By mmcostello from CA
I have never tried it but have heard of using the inside of the peels for curing warts and other skin problems. And I"ve heard of using the inside of the peels in a pinch to shine shoes with.
Here are a few others:
I couldn't resist! <*grin*> Remember the old 1960's myth that you could get high from frying, smoking or eating the inside scrapings called "Mellow Yellow". I guess I kind of have a warped of sense of humor!
I've seen people bake in banana peals on coals in a fire pit or on the barbecue. You put your fruit in then either wire the peel shut or use wooden skewers to hold it shut. Besides that, You can always feed the compost pile!
They are rich in potassium so they are good for plants. If you have a banana plant they really like to be mulched with banana peels.
Put them under the feet of someone you don't like, just kidding, lol. I really don't know. I just throw them out.

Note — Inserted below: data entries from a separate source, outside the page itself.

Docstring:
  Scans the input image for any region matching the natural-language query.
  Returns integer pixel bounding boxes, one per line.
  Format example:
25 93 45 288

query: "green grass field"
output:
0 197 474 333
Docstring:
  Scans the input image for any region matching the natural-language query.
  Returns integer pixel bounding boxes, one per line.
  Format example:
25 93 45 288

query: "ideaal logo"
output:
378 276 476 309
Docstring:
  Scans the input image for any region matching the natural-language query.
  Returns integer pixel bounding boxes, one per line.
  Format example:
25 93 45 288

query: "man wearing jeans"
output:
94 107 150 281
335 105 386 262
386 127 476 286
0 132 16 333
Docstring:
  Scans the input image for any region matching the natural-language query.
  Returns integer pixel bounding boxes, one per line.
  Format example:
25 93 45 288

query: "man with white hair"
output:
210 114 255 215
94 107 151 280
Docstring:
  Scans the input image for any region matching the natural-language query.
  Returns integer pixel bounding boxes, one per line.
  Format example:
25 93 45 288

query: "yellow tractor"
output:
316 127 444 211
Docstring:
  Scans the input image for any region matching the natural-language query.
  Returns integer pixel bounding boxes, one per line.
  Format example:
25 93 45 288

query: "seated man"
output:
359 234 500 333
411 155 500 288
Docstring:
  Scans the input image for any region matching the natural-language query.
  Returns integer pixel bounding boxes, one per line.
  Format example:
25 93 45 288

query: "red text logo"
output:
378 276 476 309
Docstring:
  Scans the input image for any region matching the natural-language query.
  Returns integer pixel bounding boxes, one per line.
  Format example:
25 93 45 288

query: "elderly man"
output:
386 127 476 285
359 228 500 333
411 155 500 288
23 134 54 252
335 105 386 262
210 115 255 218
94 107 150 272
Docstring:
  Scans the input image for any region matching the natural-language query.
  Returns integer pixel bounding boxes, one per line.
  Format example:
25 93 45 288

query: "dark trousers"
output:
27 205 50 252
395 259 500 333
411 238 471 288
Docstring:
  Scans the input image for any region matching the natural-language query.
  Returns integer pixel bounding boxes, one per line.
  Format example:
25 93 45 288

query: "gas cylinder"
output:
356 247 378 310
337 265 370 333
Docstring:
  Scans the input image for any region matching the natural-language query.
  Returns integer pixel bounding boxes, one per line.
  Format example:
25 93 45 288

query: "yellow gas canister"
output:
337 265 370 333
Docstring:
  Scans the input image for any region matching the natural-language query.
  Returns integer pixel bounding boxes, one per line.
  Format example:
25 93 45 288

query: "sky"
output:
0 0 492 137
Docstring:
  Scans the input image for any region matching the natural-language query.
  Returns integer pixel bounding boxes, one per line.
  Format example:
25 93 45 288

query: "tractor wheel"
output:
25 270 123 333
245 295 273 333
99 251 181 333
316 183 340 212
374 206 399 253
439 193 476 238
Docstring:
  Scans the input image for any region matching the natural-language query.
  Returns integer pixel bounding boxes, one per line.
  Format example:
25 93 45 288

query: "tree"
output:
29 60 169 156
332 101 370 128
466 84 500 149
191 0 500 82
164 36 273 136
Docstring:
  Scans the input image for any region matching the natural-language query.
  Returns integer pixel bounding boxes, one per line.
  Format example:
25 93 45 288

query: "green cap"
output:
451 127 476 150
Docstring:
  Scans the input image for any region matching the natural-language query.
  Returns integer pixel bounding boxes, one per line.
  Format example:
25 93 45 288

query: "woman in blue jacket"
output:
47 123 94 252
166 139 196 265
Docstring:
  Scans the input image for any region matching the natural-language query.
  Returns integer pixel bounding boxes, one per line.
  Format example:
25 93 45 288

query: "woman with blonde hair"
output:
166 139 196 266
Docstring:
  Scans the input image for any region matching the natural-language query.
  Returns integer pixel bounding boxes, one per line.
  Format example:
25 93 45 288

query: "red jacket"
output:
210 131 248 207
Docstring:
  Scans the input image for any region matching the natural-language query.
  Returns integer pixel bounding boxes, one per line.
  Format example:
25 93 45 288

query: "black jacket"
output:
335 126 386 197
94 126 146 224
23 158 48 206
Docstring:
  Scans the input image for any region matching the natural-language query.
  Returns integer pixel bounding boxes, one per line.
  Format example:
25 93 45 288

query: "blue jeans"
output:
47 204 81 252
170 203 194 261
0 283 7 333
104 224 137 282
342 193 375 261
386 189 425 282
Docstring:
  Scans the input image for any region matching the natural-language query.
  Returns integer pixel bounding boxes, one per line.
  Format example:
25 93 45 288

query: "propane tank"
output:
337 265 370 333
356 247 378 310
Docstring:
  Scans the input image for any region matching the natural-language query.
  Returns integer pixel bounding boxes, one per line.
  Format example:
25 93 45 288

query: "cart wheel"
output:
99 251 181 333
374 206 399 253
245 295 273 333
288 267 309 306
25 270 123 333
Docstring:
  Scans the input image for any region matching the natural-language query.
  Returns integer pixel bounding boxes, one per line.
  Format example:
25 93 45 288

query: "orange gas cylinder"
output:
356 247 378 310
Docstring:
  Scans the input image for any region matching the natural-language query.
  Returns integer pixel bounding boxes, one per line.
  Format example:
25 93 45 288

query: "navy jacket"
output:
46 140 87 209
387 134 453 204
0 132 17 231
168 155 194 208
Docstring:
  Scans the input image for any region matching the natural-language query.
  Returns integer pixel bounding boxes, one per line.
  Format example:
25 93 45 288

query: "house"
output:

Rose plants love chopped banana peels. My dad used to rub the inside of the peel over his leather shoes to shine them.
Every time you eat a banana, leave its peel out to dry overnight. Rub the inside of the peel against the surface of leather. Follow up and buff and polish leather with the outside of the peel.
The banana peel contains 30 to 40 percent tannin, the stuff used in leather cleaning products. When dried, the peel makes a natural leather cleaner. The outside of the peel contains wax, so it gives the leather a shiny topcoat.
From the book "Urawaza," by Lisa Katayama
Urawaza is a Japanese word for household tips and tricks.
FIRE ANTS! Rub the inside of a banana peel on the bites -- stops the burning, stops the itching, and the little blisters will not form. You will not know you got into those sorry suckers!
Yes, rose bushes, just bury then in the soil around the base. I would think the whole garden could use them. Just make sure it's completely covered, the dirt and watering will break it down.
Add them to your compost pile. Worms love bananas and/or banana peels, and they aerate the soil and provide wonderful castings that plants love. You'll be surprised how wonderfully your garden responds.